# Calvus and compressiceps



## danielratti (Feb 17, 2008)

Hi, I have a 30 long and at the moment i have nothing in it i was wondering if i could do calvus or compressiceps in it. My lfs said i should have not problems and I could actually have a couple groups he said. 
would this be a good idea? 
What else could i keep with them also.


----------



## Furcifer158 (Feb 16, 2008)

not to sure on a couple groups but 1 male and a few females would be fine.


----------



## Fogelhund (Dec 3, 2002)

You could do one group of Alto's as mentioned above.

In addition, I would consider adding in a small Julidochromis or Telmatochromis vittatus.


----------



## JWerner2 (Jul 7, 2008)

So far Im raising two Alto Compressiceps and 3 small yellow Leleupis with one large orange Leleupi in that size tank.

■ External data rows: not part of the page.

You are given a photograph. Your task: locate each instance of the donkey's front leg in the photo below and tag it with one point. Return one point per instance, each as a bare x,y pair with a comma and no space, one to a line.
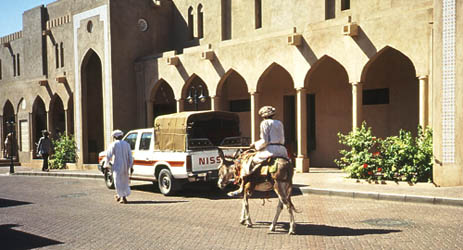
277,215
245,217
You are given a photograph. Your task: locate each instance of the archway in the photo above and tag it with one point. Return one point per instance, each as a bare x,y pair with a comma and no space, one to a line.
58,117
39,121
329,110
163,100
233,96
196,95
276,88
8,115
390,93
92,108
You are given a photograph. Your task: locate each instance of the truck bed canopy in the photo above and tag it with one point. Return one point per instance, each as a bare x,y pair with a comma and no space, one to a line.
173,131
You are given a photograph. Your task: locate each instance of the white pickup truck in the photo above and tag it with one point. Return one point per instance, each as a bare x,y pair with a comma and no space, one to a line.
180,148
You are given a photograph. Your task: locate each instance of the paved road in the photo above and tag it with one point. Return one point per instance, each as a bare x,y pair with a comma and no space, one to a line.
70,213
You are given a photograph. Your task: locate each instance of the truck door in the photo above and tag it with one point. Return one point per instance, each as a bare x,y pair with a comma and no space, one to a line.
145,165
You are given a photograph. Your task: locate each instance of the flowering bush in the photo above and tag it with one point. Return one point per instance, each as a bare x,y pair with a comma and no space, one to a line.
64,151
399,157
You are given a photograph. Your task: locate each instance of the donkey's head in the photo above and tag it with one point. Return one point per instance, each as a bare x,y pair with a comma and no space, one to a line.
227,169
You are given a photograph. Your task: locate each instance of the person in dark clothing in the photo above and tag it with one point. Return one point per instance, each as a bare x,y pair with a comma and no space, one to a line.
44,149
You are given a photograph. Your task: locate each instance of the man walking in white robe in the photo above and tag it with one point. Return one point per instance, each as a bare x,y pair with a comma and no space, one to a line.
122,164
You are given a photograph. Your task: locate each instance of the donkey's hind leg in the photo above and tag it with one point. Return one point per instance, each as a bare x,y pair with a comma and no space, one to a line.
283,190
277,215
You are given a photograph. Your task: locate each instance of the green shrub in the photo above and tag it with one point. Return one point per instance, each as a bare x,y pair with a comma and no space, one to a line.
400,158
64,151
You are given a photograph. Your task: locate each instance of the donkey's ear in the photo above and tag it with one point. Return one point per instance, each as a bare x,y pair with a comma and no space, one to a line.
237,152
221,155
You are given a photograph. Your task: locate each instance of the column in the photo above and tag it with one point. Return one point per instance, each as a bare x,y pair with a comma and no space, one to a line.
423,81
302,162
254,116
180,105
215,103
357,99
2,138
149,114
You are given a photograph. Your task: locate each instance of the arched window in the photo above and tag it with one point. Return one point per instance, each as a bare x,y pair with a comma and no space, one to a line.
258,13
18,64
190,23
200,21
62,53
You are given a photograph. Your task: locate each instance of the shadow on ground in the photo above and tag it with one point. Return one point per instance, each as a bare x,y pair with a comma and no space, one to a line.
323,230
13,239
11,203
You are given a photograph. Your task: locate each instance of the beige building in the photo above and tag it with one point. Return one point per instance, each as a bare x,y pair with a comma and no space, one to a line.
88,67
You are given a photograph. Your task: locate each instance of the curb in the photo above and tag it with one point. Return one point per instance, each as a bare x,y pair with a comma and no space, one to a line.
58,174
303,190
384,196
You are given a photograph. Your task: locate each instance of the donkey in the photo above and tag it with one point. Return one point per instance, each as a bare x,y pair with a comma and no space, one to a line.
280,181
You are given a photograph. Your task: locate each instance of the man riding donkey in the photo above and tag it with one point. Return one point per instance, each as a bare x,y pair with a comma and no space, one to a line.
270,145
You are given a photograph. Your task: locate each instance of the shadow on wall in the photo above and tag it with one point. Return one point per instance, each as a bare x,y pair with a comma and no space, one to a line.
365,43
180,36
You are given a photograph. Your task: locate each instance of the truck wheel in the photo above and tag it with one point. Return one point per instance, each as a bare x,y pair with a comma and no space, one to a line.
108,179
166,182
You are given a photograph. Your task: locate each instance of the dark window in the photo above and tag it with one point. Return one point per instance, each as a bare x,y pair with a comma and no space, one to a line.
330,9
62,54
200,21
375,96
14,65
18,64
345,4
258,13
311,143
145,141
131,139
240,105
190,23
226,19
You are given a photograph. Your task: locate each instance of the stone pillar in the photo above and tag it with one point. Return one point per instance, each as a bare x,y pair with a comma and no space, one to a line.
180,105
254,116
215,103
357,99
149,114
2,141
302,162
423,81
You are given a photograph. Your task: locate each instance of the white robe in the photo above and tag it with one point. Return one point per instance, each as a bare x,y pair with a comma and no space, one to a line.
123,161
271,132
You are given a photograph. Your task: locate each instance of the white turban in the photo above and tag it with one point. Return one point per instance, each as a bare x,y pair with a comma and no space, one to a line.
117,133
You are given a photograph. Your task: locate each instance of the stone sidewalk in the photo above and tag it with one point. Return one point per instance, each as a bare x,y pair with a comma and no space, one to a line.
322,181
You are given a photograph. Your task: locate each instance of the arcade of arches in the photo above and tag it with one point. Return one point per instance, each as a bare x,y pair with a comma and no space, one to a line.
387,97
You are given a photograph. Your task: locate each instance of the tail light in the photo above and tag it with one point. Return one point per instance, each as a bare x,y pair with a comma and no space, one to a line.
188,163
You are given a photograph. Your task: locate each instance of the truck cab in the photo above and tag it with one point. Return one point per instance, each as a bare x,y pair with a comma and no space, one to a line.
180,148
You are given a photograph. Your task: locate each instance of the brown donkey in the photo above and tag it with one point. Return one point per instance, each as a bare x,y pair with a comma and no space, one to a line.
281,182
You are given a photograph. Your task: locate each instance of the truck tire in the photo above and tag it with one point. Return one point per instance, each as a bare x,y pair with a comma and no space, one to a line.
108,179
167,184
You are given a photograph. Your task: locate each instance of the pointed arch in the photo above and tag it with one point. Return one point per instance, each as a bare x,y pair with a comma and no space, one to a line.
329,110
386,53
275,87
196,94
92,106
390,93
233,95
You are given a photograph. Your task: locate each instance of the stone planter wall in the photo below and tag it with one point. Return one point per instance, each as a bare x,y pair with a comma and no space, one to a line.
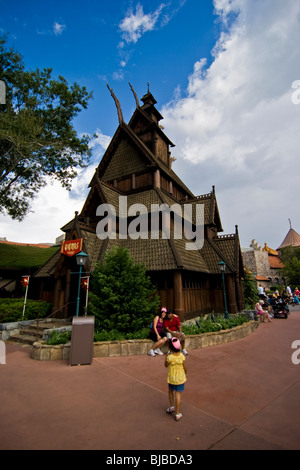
45,352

The Leleupis squabble a bit but I know Im gunna have to get rid of some as they grow. The Comps get along great so far. What I would say you do is to get a pair of Comps and then add a small group of fish like Julies and Lupis to contrast the Comps body shape. It complements the Comps a lot more! :thumb:


----------



## danielratti (Feb 17, 2008)

i was thinking leleupis like 2 or 3 but at my lfs all the comps he has are like in the half inch range so i dunno how i would sex them.


----------



## Fogelhund (Dec 3, 2002)

Just get six Alto's and let them grow up together. N. leleupi can be pretty aggressive on each other, and may or may not work in your tank.


----------



## danielratti (Feb 17, 2008)

Thats what i thought. i want something that has a pretty nice look to it. *** been looking at the profiles. Telmatochromis vittatus did really appeal to me but i looked at Julidochromis regani Kipili and they looked nice also Julidochromis marlieri but i don't think i could get those where i live. Maybe some sort of colourful shellie?


----------



## Fogelhund (Dec 3, 2002)

Personally, I would recommend sticking with the smaller Julidochromis in a tank this size, and not marlieri or regani.


----------



## gideonx5 (Jan 28, 2008)

I have 4 comps all varying sizes from 2 inches to 6 inches in a 40 long with some brevis. The comps squabble a bit, nothing more a split fin every now and then. Its mostly because I have 2 large males. They get along great with brevis though, comps dont bother the brevis at all.


----------



## danielratti (Feb 17, 2008)

ok well i bought some and their about a inch. *** had them since saturday and i haven't seen them eat yet i tryed dryed brine shrimp and NLS. What should i feed them when there that little?


----------



## Fogelhund (Dec 3, 2002)

What were they feeding at the place you bought them from?


----------



## Robchester_2000 (Nov 8, 2008)

i bought some similar comps three weeks ago, and yes they don't seem to feed for ages, don't worry, they will, they are just incredibly shy. as they get more used to te tank they will come out and feed when you are around. i just put in some black skirt tetras with mine, not exactly for the purists, but adaptable fish, and the comps have immediatly become more sociable with dithers around.


----------



## danielratti (Feb 17, 2008)

the feed NLS and some sort of flake food.


----------



## danielratti (Feb 17, 2008)

i put some blue platys in from another tank with them do you think that would help?


----------



## triscuit (May 6, 2005)

I think leaving them alone will help the most. Altos take a long time to settle in, and fewer disturbances will be better. Be careful not to over feed... they'll let you know when they are hungry.


----------



## danielratti (Feb 17, 2008)

well i only put the platys in cause the one that i beleave to be a male he turned dark red and got blue on its sides started acting funny this morning when i turned the light on he was swimming on his side and stuff i changed half the water and added 2 platys


----------



## triscuit (May 6, 2005)

What are your water parameters? Have you tested for ammonia, nitrite, and nitrate?


----------